Australia's single desk arrangements for exporting wheat, managed by AWB Limited, will remain intact until 2004, according to Australia's Agriculture Minister Warren Truss. But improvements will be made to the consent system currently operated by the Wheat Export Authority, Truss added.
Truss said the decision represented the government's main response to the National Competition Policy review of the Wheat Marketing Act of 1989.
"The government has decided that it can make these improvements without amending the WMA," Truss said. "This should avoid any potential for adverse structural changes to impact on AWB Limited's proposed listing on the Australian Stock Exchange later this year."
Truss said the WMA review found that continuing with the single desk, with some modifications, would give the recently privatized AWB and the bulk handling companies "more time to provide evidence of the net benefits of the current arrangements."
Under the Wheat Marketing Act, the Wheat Export Authority has until the end of 2004 to assess the performance of AWB with regard to its use of the wheat export rights.
"I will be asking the WEA to develop rigorous and transparent performance indicators to ensure its review accurately measures the benefits to industry and the wider community," Truss said. "However, this review will not be an additional NCP review."
Truss noted that a "number of industry members" had expressed dissatisfaction with the wheat export consent system, including the uncertainty and timing of consent notices.
"The government has therefore agreed to improve the system based on the licensing arrangements proposed in the review," he said. "This will allow longer term consents to be provided for the export of wheat in containers and bags and provide greater certainty for exporters. I believe these changes will increase the opportunities for further developing niche markets."
Truss said the government had accepted the review recommendation that there was a need to better define the objectives of the WMA. He added that WEA's role was to complement the single-desk arrangements in maximizing net pool returns through AWB, while at the same time facilitating the development of niche and other markets to the benefit of both growers and the wider community.
While the review recommended a temporary deregulation of exports of durum wheat, Truss said the government had decided not to proceed with that proposal because it would have meant amending the WMA.

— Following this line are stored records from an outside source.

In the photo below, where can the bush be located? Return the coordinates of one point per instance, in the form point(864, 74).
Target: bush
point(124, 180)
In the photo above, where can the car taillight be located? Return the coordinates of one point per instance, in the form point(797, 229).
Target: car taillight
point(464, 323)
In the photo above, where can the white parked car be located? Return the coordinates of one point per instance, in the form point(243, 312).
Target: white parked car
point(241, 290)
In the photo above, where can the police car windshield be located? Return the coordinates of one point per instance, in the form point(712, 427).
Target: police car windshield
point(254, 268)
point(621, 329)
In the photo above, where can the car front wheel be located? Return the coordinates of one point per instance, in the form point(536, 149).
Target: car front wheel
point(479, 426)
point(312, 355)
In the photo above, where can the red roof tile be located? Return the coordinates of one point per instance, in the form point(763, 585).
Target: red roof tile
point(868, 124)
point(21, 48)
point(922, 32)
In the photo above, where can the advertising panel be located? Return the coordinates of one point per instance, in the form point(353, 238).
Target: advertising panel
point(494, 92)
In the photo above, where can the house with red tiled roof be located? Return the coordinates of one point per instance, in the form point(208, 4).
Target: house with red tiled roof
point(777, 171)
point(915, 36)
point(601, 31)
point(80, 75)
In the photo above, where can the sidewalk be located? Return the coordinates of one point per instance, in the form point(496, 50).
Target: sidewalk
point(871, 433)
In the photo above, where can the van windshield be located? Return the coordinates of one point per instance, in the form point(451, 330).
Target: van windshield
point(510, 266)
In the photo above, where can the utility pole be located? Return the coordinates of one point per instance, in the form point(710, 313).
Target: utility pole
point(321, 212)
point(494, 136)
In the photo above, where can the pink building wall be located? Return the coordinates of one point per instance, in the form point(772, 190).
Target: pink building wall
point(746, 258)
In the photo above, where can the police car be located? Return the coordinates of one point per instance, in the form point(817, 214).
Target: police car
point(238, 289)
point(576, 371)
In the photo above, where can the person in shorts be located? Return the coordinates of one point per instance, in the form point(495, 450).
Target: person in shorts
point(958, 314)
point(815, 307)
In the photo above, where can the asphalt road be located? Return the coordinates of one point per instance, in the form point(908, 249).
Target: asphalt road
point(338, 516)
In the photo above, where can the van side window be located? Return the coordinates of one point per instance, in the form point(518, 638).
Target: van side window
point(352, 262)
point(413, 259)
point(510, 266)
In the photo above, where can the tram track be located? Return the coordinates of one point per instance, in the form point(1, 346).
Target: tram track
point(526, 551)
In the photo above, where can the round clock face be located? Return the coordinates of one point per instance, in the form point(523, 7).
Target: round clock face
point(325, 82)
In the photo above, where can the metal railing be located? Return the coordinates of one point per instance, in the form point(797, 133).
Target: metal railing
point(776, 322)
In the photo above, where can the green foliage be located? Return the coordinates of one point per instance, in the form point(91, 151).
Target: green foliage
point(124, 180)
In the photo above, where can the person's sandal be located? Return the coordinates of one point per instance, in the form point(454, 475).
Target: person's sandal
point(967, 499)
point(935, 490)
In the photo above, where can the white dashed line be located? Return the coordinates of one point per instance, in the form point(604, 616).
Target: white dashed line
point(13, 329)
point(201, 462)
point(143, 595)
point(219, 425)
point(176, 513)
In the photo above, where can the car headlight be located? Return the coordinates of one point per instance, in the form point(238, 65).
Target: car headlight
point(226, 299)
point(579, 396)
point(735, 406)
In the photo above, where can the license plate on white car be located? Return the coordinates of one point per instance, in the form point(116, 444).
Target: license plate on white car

Truss said the government understood that the new wheat marketing arrangements had been in place for only a short period and that they should be given more time to prove their effectiveness.
Trevor Flugge, chairman of the AWB, said Truss's announcement was a good decision, "as it recognizes the importance of a single desk seller in a distorted international market. The single desk system achieves market access, market share and market clearing while maintaining premiums."